Inconsistent CNI plugins versions between the nodes due to competition between Calico and Multus
Summary
It was observed in Sylva 1.4.1 that depending on the node, some CNI plugin had different versions across the cluster. For example host-local or portmap (probably others).
The actual workload is impacted by the discrepancy for host-local because on some nodes the priority of static routes is not taken into account.
The identified cause is a competition between Calico and Multus that install same plugins and there is an execution order impact (the last in time overwrites the binaries).
What is the current bug behavior?
Depending on the node, the CNI plugins in /opt/cni/bin don't all have the same version. It creates different behavior depending on the node where the workload is hosted.
Detected because on some nodes host-local CNI does not honor the priority parameter of static routes.
What is the expected correct behavior?
On all node, the CNI plugins in /opt/cni/bin have the same version, clearly determined and controlled by the Sylva version used.
Relevant logs and/or screenshots
It is observed that there are 2 sources for same CNI plugin, one source is docker.io/rancher/mirrored-calico-cni:v3.29.3 from calico-node, the other one is rancher/hardened-cni-plugins:v1.7.1-build20250509 from cni-plugins in multus.

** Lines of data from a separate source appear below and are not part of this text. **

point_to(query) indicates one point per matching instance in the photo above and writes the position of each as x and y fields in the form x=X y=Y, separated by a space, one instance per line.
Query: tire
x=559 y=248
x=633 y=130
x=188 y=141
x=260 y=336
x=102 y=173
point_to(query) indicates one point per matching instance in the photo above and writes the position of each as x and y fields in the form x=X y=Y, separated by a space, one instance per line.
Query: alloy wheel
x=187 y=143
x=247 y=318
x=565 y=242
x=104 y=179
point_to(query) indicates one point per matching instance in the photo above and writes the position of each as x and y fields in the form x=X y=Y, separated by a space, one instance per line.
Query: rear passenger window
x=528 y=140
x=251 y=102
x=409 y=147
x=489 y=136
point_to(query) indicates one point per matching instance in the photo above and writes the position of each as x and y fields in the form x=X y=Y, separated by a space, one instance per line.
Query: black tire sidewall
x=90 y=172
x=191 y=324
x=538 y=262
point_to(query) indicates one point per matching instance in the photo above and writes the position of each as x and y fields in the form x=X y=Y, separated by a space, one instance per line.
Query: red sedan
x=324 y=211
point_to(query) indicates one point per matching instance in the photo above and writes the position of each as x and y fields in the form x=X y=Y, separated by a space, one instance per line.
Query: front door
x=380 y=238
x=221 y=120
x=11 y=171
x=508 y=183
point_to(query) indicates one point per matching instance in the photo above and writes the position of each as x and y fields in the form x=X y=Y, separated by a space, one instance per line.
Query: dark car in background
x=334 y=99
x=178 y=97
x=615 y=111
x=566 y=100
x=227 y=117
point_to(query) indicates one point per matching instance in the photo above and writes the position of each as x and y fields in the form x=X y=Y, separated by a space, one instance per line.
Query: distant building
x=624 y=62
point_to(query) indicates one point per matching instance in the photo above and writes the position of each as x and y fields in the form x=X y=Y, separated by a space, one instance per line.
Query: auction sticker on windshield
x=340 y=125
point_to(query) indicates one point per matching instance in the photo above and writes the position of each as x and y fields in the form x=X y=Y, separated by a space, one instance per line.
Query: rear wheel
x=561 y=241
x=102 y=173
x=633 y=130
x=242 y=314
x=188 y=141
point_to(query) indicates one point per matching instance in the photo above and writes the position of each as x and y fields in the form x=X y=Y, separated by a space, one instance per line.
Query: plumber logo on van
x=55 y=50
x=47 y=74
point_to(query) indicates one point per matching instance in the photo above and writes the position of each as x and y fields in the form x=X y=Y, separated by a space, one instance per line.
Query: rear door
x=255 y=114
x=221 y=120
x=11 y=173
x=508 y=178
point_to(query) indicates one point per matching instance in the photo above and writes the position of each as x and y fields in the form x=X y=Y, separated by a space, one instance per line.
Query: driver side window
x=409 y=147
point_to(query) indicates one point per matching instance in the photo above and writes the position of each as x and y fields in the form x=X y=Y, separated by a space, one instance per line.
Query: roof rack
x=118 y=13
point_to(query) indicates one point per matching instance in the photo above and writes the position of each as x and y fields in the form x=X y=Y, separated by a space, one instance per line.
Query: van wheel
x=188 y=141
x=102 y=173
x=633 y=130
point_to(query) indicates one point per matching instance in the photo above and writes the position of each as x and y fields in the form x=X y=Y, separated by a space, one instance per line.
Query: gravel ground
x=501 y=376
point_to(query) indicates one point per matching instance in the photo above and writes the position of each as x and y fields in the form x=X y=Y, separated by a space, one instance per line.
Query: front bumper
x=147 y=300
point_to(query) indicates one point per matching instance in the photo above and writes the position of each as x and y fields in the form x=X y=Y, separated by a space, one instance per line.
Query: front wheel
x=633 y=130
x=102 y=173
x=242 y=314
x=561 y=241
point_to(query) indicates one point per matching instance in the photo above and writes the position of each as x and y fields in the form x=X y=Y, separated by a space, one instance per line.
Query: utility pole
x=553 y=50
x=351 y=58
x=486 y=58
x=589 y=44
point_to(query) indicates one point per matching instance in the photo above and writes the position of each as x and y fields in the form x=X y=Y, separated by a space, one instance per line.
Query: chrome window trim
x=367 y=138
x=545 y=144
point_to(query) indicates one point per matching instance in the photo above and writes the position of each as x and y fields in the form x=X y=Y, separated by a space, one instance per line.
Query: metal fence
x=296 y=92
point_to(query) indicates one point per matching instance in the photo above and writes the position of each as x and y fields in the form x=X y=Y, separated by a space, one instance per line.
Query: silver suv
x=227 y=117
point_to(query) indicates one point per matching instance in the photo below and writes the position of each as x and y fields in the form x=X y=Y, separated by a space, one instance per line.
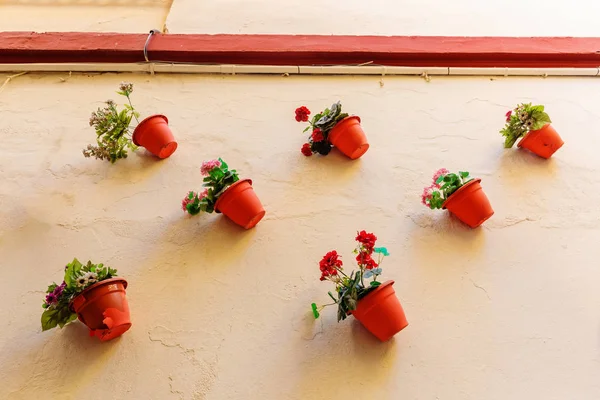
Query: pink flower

Depending on which pod runs last, the CNI plugin in /opt/cni/bin is overwritten.
Example of host-local plugin being different binaries on 2 nodes:
workerX:/opt/cni/bin # ./host-local -v
CNI host-local plugin v1.7.1 <<<<< set by Multus
CNI protocol versions supported: 0.1.0, 0.2.0, 0.3.0, 0.3.1, 0.4.0, 1.0.0, 1.1.0
workerY:/opt/cni/bin # ./host-local -v
CNI host-local plugin v3.29.3 <<<<< set by Calico
Possible fixes
Multus package should be the prefered source because most recent versions and often updated. It would be nice if we could prevent Calico to manage the conflicting CNI plugins in cases where Multus is enabled.